7:35 am; Small breakfast and admire the sea lions on the docks in Newport

8:09 am; Load the trawler, shuffle to find a good spot with friends and look up at Yaquina Bay Bridge as we sailed under

 

 

First Connection

 

? am or pm; Lost track of time after first gray whale sighting of the day on the way to Yaquina Head Lighthouse

 

Specific instructions from our professor that whale sightings are rare and that we are to ditch studying birds to learn about sharks, whales, dolphins, seals and anything else that comes our way! (Certainly one of my favorite professors.)

 

 

Encounters

 

We spotted three gray whales near Yaquina Head Lighthouse.  One kept jumping out of the water and splashing.  It was the first time I had seen a whale this close before.  Even when I am surfing, that is something I have never seen in my life until that very moment.  

Then we spotted pacific white sided dolphins that swam beside our boat.

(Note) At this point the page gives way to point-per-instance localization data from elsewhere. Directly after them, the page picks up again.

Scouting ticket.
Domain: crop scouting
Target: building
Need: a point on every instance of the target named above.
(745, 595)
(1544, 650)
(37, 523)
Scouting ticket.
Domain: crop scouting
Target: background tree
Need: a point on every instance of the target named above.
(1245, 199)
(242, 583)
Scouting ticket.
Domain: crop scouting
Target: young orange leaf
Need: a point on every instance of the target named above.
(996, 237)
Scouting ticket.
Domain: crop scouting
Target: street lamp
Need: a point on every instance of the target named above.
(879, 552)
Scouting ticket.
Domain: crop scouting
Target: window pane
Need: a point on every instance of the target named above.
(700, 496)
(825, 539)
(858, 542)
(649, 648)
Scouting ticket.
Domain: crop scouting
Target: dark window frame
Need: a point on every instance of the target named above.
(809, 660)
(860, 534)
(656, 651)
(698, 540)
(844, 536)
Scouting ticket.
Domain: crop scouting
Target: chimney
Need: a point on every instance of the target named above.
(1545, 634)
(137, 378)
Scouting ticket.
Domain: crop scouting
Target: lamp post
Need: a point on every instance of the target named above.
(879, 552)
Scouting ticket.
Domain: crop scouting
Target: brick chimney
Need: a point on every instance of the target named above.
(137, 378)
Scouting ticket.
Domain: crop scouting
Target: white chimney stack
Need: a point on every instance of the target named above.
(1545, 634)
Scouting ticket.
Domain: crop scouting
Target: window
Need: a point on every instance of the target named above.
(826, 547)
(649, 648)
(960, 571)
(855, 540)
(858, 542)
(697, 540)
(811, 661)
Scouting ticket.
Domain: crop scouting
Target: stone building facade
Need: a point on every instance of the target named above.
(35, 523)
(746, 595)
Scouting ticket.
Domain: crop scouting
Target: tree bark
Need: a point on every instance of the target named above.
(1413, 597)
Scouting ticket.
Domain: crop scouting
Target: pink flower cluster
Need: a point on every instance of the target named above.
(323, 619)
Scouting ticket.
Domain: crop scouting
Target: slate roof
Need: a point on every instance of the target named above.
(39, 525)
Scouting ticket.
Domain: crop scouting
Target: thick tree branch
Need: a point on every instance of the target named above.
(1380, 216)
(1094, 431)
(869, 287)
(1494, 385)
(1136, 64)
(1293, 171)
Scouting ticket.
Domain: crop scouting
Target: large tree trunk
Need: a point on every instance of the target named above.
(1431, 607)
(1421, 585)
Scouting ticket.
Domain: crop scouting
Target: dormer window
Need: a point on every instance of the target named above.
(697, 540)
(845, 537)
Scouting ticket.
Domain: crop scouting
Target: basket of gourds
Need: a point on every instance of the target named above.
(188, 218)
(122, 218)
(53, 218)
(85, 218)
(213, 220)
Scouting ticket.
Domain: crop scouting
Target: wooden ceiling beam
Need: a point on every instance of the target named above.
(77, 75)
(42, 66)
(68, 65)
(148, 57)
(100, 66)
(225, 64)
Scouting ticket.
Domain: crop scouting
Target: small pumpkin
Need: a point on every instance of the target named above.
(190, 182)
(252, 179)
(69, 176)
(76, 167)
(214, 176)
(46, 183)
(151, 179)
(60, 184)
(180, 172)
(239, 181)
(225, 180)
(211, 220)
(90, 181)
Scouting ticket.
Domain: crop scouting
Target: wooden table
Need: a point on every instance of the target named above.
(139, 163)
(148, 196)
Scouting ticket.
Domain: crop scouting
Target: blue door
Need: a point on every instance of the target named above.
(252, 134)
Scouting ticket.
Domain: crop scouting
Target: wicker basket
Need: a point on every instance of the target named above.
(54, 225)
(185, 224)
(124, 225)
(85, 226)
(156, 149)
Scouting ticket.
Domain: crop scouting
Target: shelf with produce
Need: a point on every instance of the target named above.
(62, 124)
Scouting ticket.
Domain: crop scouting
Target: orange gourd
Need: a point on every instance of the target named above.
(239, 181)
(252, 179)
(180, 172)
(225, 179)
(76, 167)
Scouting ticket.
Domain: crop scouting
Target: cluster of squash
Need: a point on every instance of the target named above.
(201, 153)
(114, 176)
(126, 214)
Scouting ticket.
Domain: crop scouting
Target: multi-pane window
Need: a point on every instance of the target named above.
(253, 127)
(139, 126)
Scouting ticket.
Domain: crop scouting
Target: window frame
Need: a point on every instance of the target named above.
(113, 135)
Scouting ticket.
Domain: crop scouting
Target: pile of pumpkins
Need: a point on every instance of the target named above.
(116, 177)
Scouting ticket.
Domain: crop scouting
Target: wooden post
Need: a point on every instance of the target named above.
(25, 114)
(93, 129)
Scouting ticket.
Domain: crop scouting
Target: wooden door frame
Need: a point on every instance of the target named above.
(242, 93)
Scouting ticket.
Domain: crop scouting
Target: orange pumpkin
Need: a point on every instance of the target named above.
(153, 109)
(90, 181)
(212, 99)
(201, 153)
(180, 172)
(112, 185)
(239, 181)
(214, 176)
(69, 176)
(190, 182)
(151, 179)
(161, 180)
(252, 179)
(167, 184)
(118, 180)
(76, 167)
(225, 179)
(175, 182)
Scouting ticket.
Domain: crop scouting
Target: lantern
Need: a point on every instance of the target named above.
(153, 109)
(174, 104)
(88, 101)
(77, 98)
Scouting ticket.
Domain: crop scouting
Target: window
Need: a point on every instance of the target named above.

The captain let me steer the boat for at least five minutes and then I left to go see more gray whales.  Our professor spotted a harbor porpoise and I had never seen one before.  All of these whales and porpoises were close to our boat.  

 

 

Orca Pod

 

On our way back to Yaquina Bay, near Agate beach is when our team first spotted a pod of orcas.  They were not to far away from surfers.  It was amazing to see these beautiful creatures.  I couldn't help but notice how curious orcas are.

We followed them all the way to Yaquina Bay State Recreation Site right off the coast.  Many sea lions had decided to plant themselves on a buoy in the presence of orcas.  Their main goal was to avoid orcas at all costs and would wait as long as possible for orcas to leave.  They never left their spots on the buoy when we were watching them.  The orcas pod consisted of two adult size orcas with two orca calves (babies).  It was challenging to follow them on the boat because they would travel very fast and dive under for long periods.  To see orca whales in the wild was an experience that truly excited me.  I hope to see them again someday and look forward to them passing by the Oregon Coast.

 

When we arrived back to Yaquina Bay, our team had full crab pots.  All of us brought back crab to our folks.

My friends and I decided to end the day with a bowl of clam chowder.  I traveled back up the road to Roads End in Lincoln City to share my good fortune with my family.  Then took my golden retriever Kona and rottweiler Tucson for a sunset walk on the beach.

 

 

Conclusion

  

What occurred attracted all of our team to pursue an odyssey in knowing more about these captivating animals. Some of my friends chose to do it professionally, others on the weekend when fishing off the Oregon coast and for a small group of us, seeing them when we surf Oregon.  I am fortunate to have a beach house in Lincoln City where I am able to spend a lot of time at the beach learning about the animals that occupy the Oregon Coast.  Currently, researchers believe that orcas make Oregon waters their home for many months out of the year during winter and spring.  I patiently wait for their rare arrival each year.